OTTERS in Wheelchairs
Wheelchairs were a highlight of my summer travel back home.
If you’ve never been disabled, it can be hard to appreciate disability. This is where construction workers have an advantage in sympathetic understanding. Most of us have been temporarily disabled at one time or other in our lives. We’ve had to butt crawl up the stairs, or learn to use the other hand with one arm in a sling, to navigate on knee scooters and crutches.
I’ve been temporarily disabled many times in my life, but returning from a trip to Maine was the first time I’ve ever gotten to ride in an airport wheelchair. It was awesome!
The wheelchair was a necessity after I sprained my foot getting out of bed. I know. Pretty dumb. I could tell my foot was asleep when I woke up, but I had to pee and thought I could walk on it. Not! I wonder why I’d never learned this lesson until now. Don’t try to walk if your foot is asleep! Wake it up first.
I had traveled to Maine to commune with the OTTERS (Old Tradeswomen Talking Eating and Remembering Shit). We are writing a book about the Tradeswomen Movement. For the last half century we have been agitating to help women enter the construction trades and other nontraditional jobs, and now we are recording our collective history.
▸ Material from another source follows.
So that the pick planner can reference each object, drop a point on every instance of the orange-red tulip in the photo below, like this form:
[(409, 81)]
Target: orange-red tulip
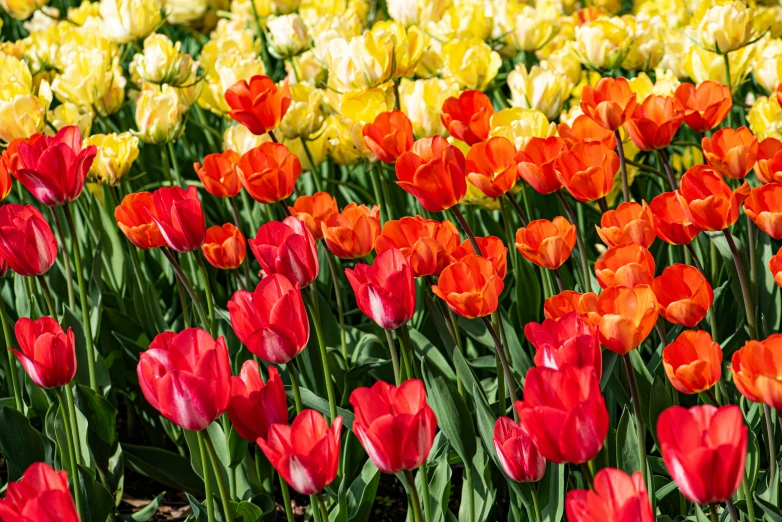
[(627, 316), (470, 287), (693, 362), (704, 106), (545, 243), (731, 152)]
It was great to see and hug my old friends from all over the country, many for the first time in years. Working together resulted in measurable progress on our book. We stayed in a beautiful country house. Plus we got our fill of lobbies (the Mainers’ word for lobster)!
Then the trip from Portland, Maine to Santa Rosa, California tested my enthusiasm for airplane travel.
My long day of travel involved three airports. By the time I left Portland, on a warm muggy day, I still could not walk. My friend and Airbnb host, Marty Pottenger, loaned me a walker and, later, a cane. She suggested I call the airline to ask for wheelchair support. She drove me to the airport where I hobbled to the airline counter. She reclaimed the cane and I plopped into a streamlined wheelchair, pushed by a handsome gray-haired man. He said he was retired but worked at the airport two days a week to help make ends meet. I said, “Two days a week! That’s all any of us should have to work. The Wobblies called for a two-hour day but I think a two day week is better.” We talked about jobs we’d worked at as we crawled forward in the security line, and I realized it would have been hell standing in that line without the chair. He left me seated near the gate and went to pick up another disabled traveler.
I was relieved to be in the first group of passengers, those who need special assistance. My foot was healed enough to limp to my airplane seat without a cane.
At the stopover in Charlotte, North Carolina there was one other disabled traveler besides me flying on to San Francisco. The young dreadlocked assistant grabbed both our wheelchairs at once, one in each hand, and pushed us at high speed through the packed airport. Charlotte is a big city of 880,000 people and its airport is huge. We flew through the foot traffic with some close calls, but never hitting any walkers. I felt like Casey Jones drivin’ that train. I wanted to see the airport art but was barely able to take in my surroundings. The distance from one gate to the other was far but we got there in plenty of time to make our flight.
At the San Francisco airport I was greeted by a man holding a wheelchair and a sign with my name on it. What service! This was another long trek that required an elevator. I was deposited right at the taxi stand where I caught a ride to a nearby hotel where my wife was waiting.
I had first planned to take the Santa Rosa airport bus, which runs till midnight from SFO but it would have left me at a bus stop two and a half miles from my house at 2am. I had thought I could walk home from there if necessary. Sometimes Uber and Lyft can be problematic at that time. But Holly came to my rescue. After a good night’s sleep she drove me home from the hotel the next day. Home looked pretty darn good and I’m relieved to be back on solid ground.
Reuniting with my activist buddies was wonderful but I wonder if I’m too old and crabby to fly across the country again. Flying used to feel like a fun adventure. Now it’s just a trial, this time made manageable by wheelchairs and their pushers.